By Costa Nkomo
GOVERNMENT will not hesitate to deploy the country’s security apparatus if the security of the State is threatened, Information secretary Nick Mangagwa has said.
Mangwana was reacting to weekend media reports that MDC deputy national chairman Job Sikhala had told party supporters in Masvingo that the opposition party was preparing itself to overthrow Prsident Emmerson Mnangagwa before teh country’s next elections in 2023.
“The illegal undermining of a legitimate authority is a serious crime. Trying to overthrow a government is subversive and government will not hesitate to deploy the security institutions to constrain such abuse of democratic tenets and maintain the constitutional order,” said Mangwana.
Since taking over from his predecessor Robert Mugabe in November 2017, on the back of a military coup and subsequently winning elections last year, Mnangagwa has sought to re-engage the international community on the basis of establishing a new political culture anchored on freeing the democratic space.
However, his efforts have been soiled by the deployment of the military to deal with civil unrest with deadly effect on two occasion in which over 20 people were killed.

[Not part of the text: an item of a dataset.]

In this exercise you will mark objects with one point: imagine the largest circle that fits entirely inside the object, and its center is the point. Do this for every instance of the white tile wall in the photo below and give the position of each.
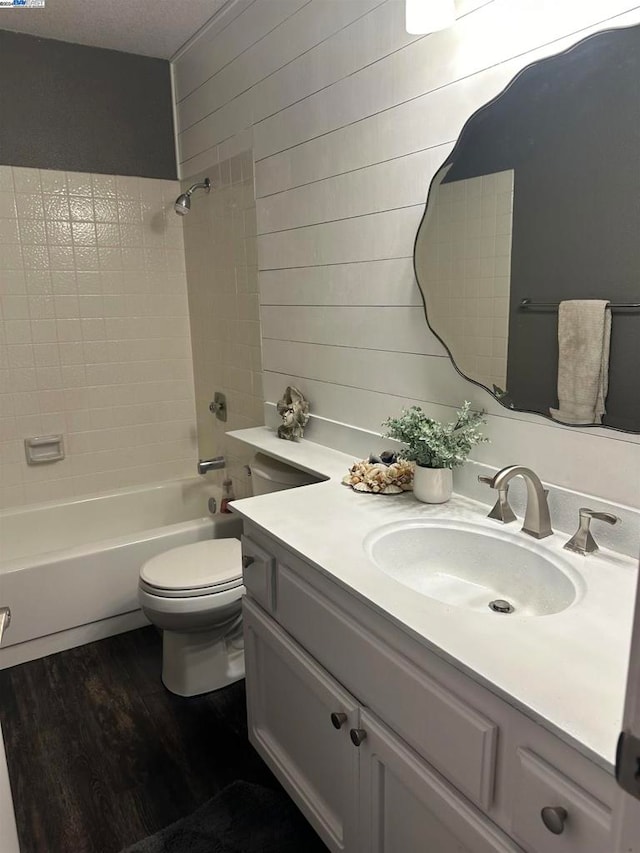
(465, 248)
(94, 333)
(350, 119)
(222, 275)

And Mangwana seemed aware of this, telling NewZimbabwe.com that Mnangagwa’s administration would not be “baited” into a kneejerk reaction arguing Sikhala’s statements could be aimed at provoking government.

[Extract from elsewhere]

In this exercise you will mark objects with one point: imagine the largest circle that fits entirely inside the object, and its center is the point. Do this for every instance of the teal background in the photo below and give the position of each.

“We don’t rule out a deliberate effort to provoke the authorities into enforcing the law so as to get negative international attention, at the time when the Minister of Foreign Affairs (Sibusiso Moyo), is meeting the British Foreign Minister, as well as the Secretary General of the Commonwealth, Baroness Scotland to advance Zimbabwe’s Re-engagement and mainstreaming efforts,” Mangwana told NewZimbabwe.com before releasing a full statement on the issue.
Moyo will be in the UK this week for meetings with authorities in that country as Zimbabwe seeks a return to the Commonwealth from which Mugabe angrily pulled out in 2003 and investments from the former colonial master.
Mangwana called on the MDC to demobilise its “subversive animal instinct and deploy their faculties located in the higher centres of their brains and embrace constitutional means of opposing the government.”
Despite the deadly skirmishes in the past year, Mangwana said Zimbabwe enjoyed “relative peace” and that this was not an accident.
“Zimbabwe is a peaceful country and that peace is not accidental. That status of a peaceful country will be maintained by ensuring those that threaten democracy and the liberal values adopted by the New Dispensation (Mnangagwa’s administration) are tried and if convicted, removed from society and put in places where they don’t pose a threat to the rest of civilised society,” the Information secretary said.
Sikhala allegedly told an opposition rally in Bikita on Saturday that: “We are going to overthrow him (Mnangagwa) before 2023 that is not a joke.”
Mnangagwa has consistently accused the opposition of seeking to take power illegally. The MDC has rejected this instead arguing Mnangagwa “stole” last year’s election and should cede power.